Ride-sharing customers are becoming less loyal.
Americans who used both Uber and Lyft in the last quarter of 2018 accounted for about a third of the companies’ ride-sharing revenue, according to new data from Earnest Research, which analyzes purchases from millions of anonymized US credit and debit cards. That’s up 13 percentage points from the beginning of 2016.
Uber-only riders still controlled a majority of that ride-share revenue last quarter — 51 percent — but that’s shrinking as a greater share of customers use Lyft, both together with Uber and on its own. Some 15 percent of revenue was from Lyft-only riders, up from 5 percent two years ago.
Overall, Uber grabbed 70 percent of the ride-share revenue in Q4 2018, compared with 30 percent for Lyft*, meaning Uber takes a bigger share of the revenue in the group that uses both.
The gap between market share overall and among people who use both services likely means that when people have both apps, they shop between them and take the car with the better price. That could lead to even more pressure on the ride-sharing giants to lower prices and offer promotions.
It’s also pushing the companies — both of which plan to hit the public markets at giant valuations this year — to differentiate themselves. As Recode’s Pivot co-host Scott Galloway has said, currently they don’t have much in the way of “moats” surrounding their businesses because they’re essentially offering the same services. That means it could be pretty simple for a competitor to come in and take market share by offering the same thing at a lower price.

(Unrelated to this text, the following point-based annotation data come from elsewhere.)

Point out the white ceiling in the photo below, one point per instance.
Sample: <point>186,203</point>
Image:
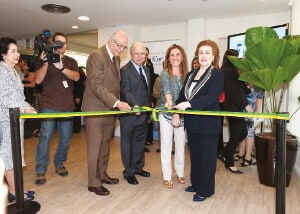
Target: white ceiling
<point>25,18</point>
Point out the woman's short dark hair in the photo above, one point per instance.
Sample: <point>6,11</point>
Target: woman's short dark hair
<point>4,43</point>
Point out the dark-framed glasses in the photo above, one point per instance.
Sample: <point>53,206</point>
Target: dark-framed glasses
<point>120,45</point>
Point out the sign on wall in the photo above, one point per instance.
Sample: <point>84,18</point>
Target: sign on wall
<point>157,52</point>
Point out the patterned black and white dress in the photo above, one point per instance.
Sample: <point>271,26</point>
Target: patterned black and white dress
<point>11,96</point>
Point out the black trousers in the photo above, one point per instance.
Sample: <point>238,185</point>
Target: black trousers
<point>237,132</point>
<point>203,152</point>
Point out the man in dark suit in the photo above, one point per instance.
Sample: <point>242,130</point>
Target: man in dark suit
<point>136,91</point>
<point>102,94</point>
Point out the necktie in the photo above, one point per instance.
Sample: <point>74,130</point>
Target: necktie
<point>115,65</point>
<point>143,78</point>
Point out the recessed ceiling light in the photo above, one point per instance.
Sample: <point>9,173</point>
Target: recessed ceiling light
<point>83,18</point>
<point>55,8</point>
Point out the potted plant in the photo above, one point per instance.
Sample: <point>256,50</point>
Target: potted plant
<point>270,63</point>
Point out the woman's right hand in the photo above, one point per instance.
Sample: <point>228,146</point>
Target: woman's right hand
<point>30,110</point>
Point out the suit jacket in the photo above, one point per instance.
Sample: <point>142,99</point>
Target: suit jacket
<point>102,83</point>
<point>204,99</point>
<point>134,93</point>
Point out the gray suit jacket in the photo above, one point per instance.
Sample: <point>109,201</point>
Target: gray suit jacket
<point>134,93</point>
<point>103,82</point>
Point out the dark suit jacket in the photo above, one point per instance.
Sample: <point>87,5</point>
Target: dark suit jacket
<point>235,91</point>
<point>102,83</point>
<point>133,92</point>
<point>206,99</point>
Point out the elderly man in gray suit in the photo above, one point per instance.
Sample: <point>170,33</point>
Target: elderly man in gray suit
<point>102,94</point>
<point>136,91</point>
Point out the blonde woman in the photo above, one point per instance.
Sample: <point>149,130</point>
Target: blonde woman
<point>171,125</point>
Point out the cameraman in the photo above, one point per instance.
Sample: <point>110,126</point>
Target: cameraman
<point>57,96</point>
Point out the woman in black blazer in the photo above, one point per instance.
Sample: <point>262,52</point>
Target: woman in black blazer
<point>201,91</point>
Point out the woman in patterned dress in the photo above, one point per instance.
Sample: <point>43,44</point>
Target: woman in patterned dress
<point>11,96</point>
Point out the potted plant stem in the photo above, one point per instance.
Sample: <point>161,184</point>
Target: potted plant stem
<point>270,63</point>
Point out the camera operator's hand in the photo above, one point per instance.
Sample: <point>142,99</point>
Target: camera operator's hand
<point>59,65</point>
<point>43,57</point>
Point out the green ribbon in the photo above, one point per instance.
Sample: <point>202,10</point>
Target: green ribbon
<point>155,112</point>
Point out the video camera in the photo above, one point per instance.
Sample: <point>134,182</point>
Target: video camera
<point>42,43</point>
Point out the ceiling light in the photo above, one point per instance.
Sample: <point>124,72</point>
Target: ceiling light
<point>83,18</point>
<point>55,8</point>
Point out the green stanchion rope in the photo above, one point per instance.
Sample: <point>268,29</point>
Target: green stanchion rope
<point>155,112</point>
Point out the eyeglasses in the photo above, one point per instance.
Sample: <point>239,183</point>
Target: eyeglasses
<point>120,45</point>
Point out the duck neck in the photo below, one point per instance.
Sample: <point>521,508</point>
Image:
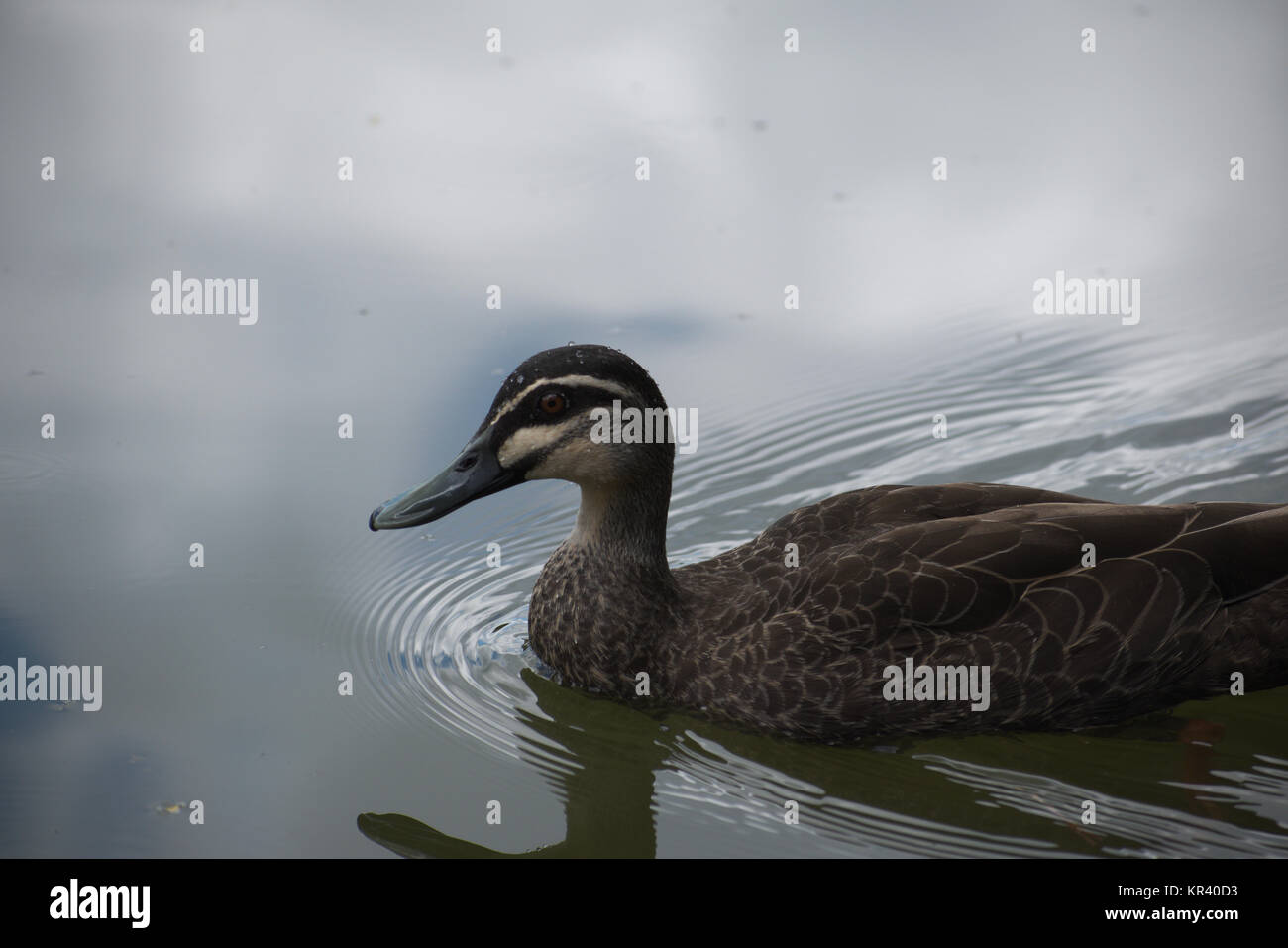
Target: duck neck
<point>626,523</point>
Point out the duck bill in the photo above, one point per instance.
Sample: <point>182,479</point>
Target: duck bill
<point>476,473</point>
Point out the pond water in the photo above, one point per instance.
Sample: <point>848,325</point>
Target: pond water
<point>516,170</point>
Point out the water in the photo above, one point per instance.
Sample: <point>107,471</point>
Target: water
<point>222,682</point>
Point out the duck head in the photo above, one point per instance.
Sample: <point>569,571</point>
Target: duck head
<point>554,417</point>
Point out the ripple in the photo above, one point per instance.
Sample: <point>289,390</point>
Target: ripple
<point>437,638</point>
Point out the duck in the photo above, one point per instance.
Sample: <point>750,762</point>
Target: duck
<point>890,609</point>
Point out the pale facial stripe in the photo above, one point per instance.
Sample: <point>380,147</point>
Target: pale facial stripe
<point>527,441</point>
<point>588,380</point>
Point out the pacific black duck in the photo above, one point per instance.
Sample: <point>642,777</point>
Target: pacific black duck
<point>1068,612</point>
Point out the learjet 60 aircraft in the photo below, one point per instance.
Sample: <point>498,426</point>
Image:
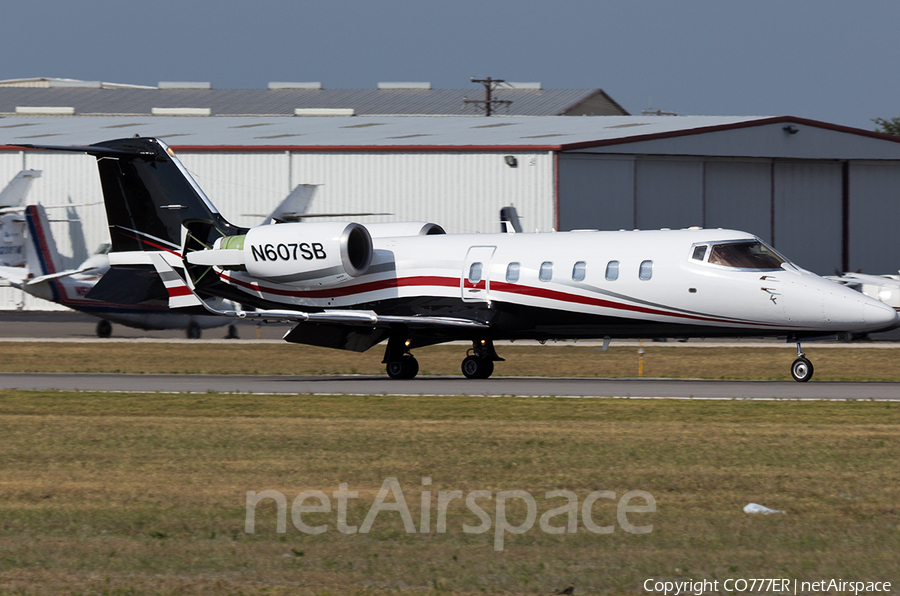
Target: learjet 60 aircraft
<point>350,286</point>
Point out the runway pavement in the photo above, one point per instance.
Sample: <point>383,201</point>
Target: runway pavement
<point>448,386</point>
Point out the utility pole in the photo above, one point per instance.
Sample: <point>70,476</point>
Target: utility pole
<point>488,103</point>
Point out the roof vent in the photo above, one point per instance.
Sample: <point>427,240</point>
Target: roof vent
<point>183,85</point>
<point>80,84</point>
<point>315,86</point>
<point>45,111</point>
<point>385,86</point>
<point>324,112</point>
<point>534,86</point>
<point>181,111</point>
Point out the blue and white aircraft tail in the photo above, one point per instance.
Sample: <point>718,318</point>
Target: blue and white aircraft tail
<point>12,220</point>
<point>43,277</point>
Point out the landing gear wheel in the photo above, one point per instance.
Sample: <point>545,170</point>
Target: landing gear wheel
<point>801,370</point>
<point>104,328</point>
<point>193,330</point>
<point>407,368</point>
<point>477,367</point>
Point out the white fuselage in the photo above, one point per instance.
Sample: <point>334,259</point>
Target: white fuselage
<point>575,296</point>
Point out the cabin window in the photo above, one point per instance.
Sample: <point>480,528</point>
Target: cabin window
<point>752,254</point>
<point>578,271</point>
<point>612,270</point>
<point>475,273</point>
<point>512,273</point>
<point>546,273</point>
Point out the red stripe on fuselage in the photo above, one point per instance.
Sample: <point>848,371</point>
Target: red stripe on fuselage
<point>452,282</point>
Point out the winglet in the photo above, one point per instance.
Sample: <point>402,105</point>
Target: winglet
<point>180,295</point>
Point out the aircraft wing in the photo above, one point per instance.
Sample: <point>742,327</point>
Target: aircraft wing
<point>182,295</point>
<point>66,273</point>
<point>15,276</point>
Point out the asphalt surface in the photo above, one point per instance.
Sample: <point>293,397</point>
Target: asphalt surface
<point>496,386</point>
<point>72,326</point>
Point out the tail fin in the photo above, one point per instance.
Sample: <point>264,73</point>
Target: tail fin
<point>14,193</point>
<point>149,195</point>
<point>41,255</point>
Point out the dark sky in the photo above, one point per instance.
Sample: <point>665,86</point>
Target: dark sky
<point>826,60</point>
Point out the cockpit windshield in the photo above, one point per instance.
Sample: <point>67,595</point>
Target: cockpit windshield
<point>745,255</point>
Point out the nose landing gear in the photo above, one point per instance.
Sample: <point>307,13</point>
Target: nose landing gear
<point>801,369</point>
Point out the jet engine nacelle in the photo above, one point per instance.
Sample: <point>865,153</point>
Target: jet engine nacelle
<point>404,228</point>
<point>319,254</point>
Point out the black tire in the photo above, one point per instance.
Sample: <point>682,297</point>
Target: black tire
<point>477,367</point>
<point>104,328</point>
<point>802,370</point>
<point>407,368</point>
<point>193,331</point>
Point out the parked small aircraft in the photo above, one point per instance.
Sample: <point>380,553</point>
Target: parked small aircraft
<point>43,277</point>
<point>350,286</point>
<point>12,220</point>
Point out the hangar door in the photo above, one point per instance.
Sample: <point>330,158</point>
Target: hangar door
<point>874,217</point>
<point>596,192</point>
<point>807,201</point>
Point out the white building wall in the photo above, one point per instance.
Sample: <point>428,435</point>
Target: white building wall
<point>463,192</point>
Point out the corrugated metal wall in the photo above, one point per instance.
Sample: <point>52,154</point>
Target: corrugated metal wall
<point>739,194</point>
<point>669,193</point>
<point>596,192</point>
<point>797,205</point>
<point>808,220</point>
<point>874,219</point>
<point>463,192</point>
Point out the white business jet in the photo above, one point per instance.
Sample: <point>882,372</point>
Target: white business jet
<point>350,286</point>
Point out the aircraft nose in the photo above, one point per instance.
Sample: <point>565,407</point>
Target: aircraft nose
<point>879,315</point>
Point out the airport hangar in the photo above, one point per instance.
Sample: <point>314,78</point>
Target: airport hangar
<point>824,195</point>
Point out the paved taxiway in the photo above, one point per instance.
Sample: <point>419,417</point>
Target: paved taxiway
<point>517,386</point>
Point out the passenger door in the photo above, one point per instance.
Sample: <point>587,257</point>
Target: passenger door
<point>475,283</point>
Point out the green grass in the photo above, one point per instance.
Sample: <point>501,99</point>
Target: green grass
<point>145,494</point>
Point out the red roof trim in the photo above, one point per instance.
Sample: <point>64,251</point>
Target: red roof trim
<point>731,126</point>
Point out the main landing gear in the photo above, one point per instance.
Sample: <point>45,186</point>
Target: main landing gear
<point>478,363</point>
<point>802,368</point>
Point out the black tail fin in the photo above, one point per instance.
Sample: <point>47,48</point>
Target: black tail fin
<point>149,195</point>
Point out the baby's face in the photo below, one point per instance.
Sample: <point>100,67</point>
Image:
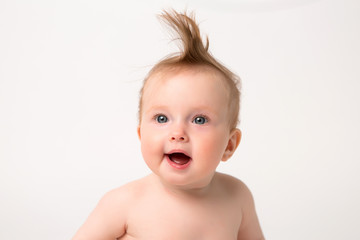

Uber wants to expand its offerings to become the “Amazon of transportation,” by selling third-party goods and services like it does with Uber Eats. Both Uber and Lyft have expanded into other transportation markets, including scooters. And both Uber and Lyft are trying to lock in core customers by instituting loyalty and reward programs.
Uber’s bad behavior, including sexual harassment scandals and controversy surrounding Trump’s travel ban, caused some people to boycott the company in a #deleteUber campaign. The efforts hurt Uber’s market share and helped Lyft’s, as people considered Lyft to be the more socially conscious option.
Under its new leadership, however, Uber has recovered. And Lyft is now in some trouble of its own for trying to avoid paying its New York drivers a new, higher minimum wage, leading people to question whether Lyft is any better than Uber.
As competition for dominance intensifies, the battle to capture loyal users will be fought on both the price and perception fronts. And increasingly, this war will happen in the public eye. Only 3 percent of Americans had never heard of ride-hailing services like Uber or Lyft in 2018, according to Pew Research. That’s down from 33 percent who hadn’t heard of ride sharing three years earlier.
About a third of Americans have used ride-hailing services, depending on which study you read, and that number has been rising rapidly.
When Uber and Lyft go public, they will have even more name recognition.
* Note that market-share data here does not include Uber’s and Lyft’s much smaller competitors like Gett, Juno, and Via.